A bipartisan delegation led by Rep. Curt Weldon, R-Pa., arrived in Pyongyang on Tuesday for a four-day visit.

From Pyongyang, the six U.S. lawmakers will travel to Russia, South Korea, China and Japan _ the four other countries involved in six-nation negotiations.

The latest visit followed an effort by Rep. Tom Lantos, D-Calif., who led a delegation into North Korea last week.

Germans arrest 22 in raids to target terrorism

BERLIN _ More than 700 German police stormed mosques, shops and homes across the country Wednesday, arresting 22 people suspected of financing and providing illegal documents to terrorists, perhaps in Iraq.

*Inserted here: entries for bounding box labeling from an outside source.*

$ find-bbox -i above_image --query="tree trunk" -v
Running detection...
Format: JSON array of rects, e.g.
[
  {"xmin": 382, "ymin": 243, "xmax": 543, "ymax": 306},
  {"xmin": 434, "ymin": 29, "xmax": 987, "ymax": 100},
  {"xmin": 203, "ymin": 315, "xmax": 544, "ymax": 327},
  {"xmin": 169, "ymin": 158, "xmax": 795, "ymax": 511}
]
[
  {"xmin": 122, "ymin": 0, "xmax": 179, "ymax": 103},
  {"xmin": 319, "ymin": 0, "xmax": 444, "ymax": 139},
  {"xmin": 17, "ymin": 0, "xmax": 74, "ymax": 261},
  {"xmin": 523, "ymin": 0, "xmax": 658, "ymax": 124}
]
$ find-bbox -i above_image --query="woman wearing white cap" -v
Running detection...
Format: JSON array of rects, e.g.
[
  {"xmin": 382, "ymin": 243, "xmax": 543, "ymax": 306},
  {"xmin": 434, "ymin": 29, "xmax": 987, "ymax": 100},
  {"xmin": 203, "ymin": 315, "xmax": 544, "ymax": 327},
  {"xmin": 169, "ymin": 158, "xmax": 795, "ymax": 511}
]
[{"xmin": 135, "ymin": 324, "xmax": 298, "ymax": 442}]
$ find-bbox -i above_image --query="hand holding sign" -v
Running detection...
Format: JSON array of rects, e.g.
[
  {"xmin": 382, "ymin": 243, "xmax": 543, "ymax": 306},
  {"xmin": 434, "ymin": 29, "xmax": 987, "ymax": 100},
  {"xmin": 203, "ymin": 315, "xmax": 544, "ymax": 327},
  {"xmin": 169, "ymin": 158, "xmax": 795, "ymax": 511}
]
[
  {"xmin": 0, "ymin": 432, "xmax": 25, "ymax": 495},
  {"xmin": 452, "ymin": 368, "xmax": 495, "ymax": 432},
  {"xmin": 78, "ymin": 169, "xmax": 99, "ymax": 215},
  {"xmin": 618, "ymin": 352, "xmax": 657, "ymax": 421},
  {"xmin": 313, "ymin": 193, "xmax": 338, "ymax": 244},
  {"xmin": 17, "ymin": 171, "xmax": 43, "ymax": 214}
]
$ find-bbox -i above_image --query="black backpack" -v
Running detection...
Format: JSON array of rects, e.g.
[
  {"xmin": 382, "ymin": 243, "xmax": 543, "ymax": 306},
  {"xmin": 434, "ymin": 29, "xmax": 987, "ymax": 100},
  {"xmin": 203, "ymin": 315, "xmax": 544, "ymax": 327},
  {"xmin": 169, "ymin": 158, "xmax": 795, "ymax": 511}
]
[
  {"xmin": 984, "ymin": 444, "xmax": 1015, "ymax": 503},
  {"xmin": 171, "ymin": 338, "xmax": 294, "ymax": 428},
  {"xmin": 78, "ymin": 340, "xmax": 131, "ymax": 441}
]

German officials, citing privacy laws, refused to identify those arrested or to say what group or groups they belong to. Those arrested included German citizens as well as people from Bulgaria, Tunisia, Algeria, Libya and Egypt, officials said. Five were women.

Also . . .

CHINA RAIDS S. KOREANS' NEWS CONFERENCE: Chinese security agents raided a news conference organized by visiting South Korean legislators Wednesday, cutting the lights, forcibly ejecting foreign journalists and prompting statements of protest in Seoul. Four members of South Korea's opposition Grand National Party called the conference to urge the Chinese government to show leniency toward refugees from North Korea. The lawmakers refused orders to leave, resulting in a nearly 13-hour standoff.